Geophysicist Martin O. Saar has every reason to be satisfied: his innovative deep geothermal energy projects are meeting with great interest.

Underground heating

With successfully concluded projects, a major new undertaking and negotiations with industrial partners: geophysicist Martin O. Saar, Werner Siemens Foundation Endowed Chair of Geothermal Energy and Geofluids at ETH Zurich looks back on a busy year.

Renewable energies are the way of the future, a fact that even the most stubborn minds have been forced to concede following Russia’s invasion of Ukraine and the heatwaves of the past summer. For Martin O. Saar, professor at ETH Zurich, the increased interest in his area of expertise—deep geothermal energy—is welcome news. Indeed, massive amounts of energy harboured in the earth’s interior are simply waiting to be used.

Determining the extent of this potential is what Saar and his team are now investigating in a new project funded through a Swiss Innovation Agency “Innosuisse Flagship Grant AEGIS-CH” worth 11.4 million Swiss francs and spanning a period of four years. Saar, who leads the large-scale project, submitted the proposal with colleagues from research and industry. He says it was an honour to be selected, adding that the grant is also important for capitalising on the possibilities offered by deep geothermal energy.

Local geothermal energy plants

The project consortium aims to further develop the drilling method—Plasma Pulse Geo Drilling (PPGD)—which Saar helped to create. Instead of mechanically breaking up the rock, PPGD works with a type of electric shock: electric pulses blast through the rock via tensile force, starting at the bottom and moving up. The innovative technology requires only about a quarter of the energy consumed in standard drilling procedures, making it much cheaper to access geothermal energy at depths of roughly five to ten kilometres.

Saar hopes that the method can be used to build power plants that function much like the heat pumps used in residential buildings: two boreholes are connected at the bottom to create a U-shaped loop or circuit. Inside the loop, heat is extracted from the rock using carbon dioxide as a circulation fluid. The heat is then either used directly or converted into electricity in a power plant and fed into the grid. Saar estimates that a plant capable of extracting the earth’s heat from depths of five to ten kilometres would deliver energy for 500 to 1000 people. These types of power plants could be constructed anywhere in Switzerland—by municipalities, for example—regardless of the specific geological conditions.
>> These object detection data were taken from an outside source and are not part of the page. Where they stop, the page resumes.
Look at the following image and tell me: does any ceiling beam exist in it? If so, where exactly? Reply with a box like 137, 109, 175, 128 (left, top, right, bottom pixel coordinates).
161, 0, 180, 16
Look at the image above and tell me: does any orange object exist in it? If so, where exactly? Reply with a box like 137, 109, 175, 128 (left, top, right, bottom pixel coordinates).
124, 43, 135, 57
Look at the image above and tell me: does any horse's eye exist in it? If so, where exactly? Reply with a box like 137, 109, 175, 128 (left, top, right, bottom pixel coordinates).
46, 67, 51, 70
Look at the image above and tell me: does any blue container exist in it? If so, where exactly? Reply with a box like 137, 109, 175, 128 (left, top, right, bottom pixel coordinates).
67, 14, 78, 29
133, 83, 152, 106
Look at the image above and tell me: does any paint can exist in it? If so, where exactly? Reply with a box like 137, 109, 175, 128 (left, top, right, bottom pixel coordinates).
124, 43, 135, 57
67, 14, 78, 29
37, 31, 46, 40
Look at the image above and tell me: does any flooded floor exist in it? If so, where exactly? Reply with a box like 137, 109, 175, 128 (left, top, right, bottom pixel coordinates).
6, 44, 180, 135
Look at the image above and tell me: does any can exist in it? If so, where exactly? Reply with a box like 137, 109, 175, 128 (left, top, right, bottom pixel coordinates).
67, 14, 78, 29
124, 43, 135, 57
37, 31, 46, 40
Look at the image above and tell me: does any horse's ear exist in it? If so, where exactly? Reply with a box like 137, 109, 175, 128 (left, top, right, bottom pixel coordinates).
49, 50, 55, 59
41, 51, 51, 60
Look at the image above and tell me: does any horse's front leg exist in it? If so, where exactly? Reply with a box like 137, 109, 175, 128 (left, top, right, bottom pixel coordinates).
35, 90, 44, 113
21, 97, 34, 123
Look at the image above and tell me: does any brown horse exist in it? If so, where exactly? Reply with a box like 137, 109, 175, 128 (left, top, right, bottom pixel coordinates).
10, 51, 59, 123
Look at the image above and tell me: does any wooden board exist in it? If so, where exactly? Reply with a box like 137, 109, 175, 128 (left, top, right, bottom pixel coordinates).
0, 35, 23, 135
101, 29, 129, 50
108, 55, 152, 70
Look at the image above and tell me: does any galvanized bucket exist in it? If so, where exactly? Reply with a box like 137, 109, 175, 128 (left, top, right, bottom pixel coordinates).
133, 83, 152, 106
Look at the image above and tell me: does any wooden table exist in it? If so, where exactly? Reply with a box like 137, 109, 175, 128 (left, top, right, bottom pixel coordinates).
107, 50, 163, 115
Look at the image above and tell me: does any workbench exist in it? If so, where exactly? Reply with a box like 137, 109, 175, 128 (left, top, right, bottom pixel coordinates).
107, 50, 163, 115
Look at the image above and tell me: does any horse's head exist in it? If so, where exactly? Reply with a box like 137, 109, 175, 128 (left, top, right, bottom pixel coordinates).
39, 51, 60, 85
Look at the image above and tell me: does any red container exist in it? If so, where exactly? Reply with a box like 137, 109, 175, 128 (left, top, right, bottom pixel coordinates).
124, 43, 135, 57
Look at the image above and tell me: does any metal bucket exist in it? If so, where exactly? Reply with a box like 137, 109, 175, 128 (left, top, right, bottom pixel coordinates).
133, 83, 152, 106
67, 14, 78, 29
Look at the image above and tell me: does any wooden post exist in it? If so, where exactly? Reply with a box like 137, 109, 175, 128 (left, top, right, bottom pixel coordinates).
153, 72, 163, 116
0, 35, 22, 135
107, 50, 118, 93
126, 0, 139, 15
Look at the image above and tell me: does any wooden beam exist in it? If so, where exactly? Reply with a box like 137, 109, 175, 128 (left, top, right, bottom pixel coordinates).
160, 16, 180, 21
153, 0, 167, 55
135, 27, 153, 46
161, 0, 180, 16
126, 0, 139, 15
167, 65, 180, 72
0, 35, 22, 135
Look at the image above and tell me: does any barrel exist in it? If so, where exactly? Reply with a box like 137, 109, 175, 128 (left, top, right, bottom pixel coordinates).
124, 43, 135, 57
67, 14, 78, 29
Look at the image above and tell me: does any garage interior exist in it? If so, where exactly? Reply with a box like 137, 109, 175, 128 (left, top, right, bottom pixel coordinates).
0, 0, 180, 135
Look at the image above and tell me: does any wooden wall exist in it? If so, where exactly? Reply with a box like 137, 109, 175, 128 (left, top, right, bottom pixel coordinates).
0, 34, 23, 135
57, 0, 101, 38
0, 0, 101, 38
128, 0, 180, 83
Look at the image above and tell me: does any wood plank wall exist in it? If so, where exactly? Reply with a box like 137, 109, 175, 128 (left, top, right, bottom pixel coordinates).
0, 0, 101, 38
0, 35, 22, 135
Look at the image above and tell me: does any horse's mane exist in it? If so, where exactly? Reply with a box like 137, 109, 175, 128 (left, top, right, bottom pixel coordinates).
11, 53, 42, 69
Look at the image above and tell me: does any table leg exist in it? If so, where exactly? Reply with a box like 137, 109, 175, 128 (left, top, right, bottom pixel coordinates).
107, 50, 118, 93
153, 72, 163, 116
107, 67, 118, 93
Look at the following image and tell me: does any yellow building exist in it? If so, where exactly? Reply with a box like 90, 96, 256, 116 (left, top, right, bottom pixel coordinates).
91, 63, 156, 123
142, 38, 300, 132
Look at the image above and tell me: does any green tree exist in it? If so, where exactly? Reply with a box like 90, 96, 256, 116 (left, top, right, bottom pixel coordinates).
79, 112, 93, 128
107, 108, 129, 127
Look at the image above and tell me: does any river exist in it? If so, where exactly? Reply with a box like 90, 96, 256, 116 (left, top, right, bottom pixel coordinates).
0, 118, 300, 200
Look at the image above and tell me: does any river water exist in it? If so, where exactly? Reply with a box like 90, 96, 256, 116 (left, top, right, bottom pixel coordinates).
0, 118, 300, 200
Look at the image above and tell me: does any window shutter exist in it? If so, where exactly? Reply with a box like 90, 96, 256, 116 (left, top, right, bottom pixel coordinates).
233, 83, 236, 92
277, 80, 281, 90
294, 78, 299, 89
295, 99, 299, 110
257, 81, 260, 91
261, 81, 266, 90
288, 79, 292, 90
Cost-effective carbon sinks

Saar’s second research priority last year was organising a consortium to facilitate pivotal advances in a method he’s developed: CO2 Plume Geothermal (CPG ). Put briefly, CPG is designed to make the capture and underground storage of carbon dioxide cost-effective. When the greenhouse gas is stored between 2.5 and 3 kilometres below ground, it heats up to roughly 100 degrees Celsius. “It’s this heat that we want to tap into,” Saar explains. He envisions a cycle in which the heated CO2 is transported to the surface, where it propels turbines. Afterwards it’s returned to the underground reservoir to ensure that all carbon dioxide is permanently sequestered.

Because CO2 is less viscous than water, the method is two to three times more energy efficient than technologies in existing or planned geothermal power plants, Saar says. He adds that he has contacted several leading firms as potential partners: “They’re very interested, but we need a pilot project to prove the method works.” And this is the precise aim of the new consortium. Saar hopes that work on the pilot can begin in 2023.

Hotspots in Aargau

In 2022, Saar’s team completed their investigations into heat flux distribution in Canton Aargau, where there are “hotspots” with a heat flux density that exceeds the national average. The researchers simulated the underground heat flow on a computer using a novel approach—and thus laid the foundation for drawing up subsurface maps of the entire country. This information will aid public authorities in Switzerland in finding locations suitable for planning geothermal energy projects—and harness clean energy from the earth’s interior.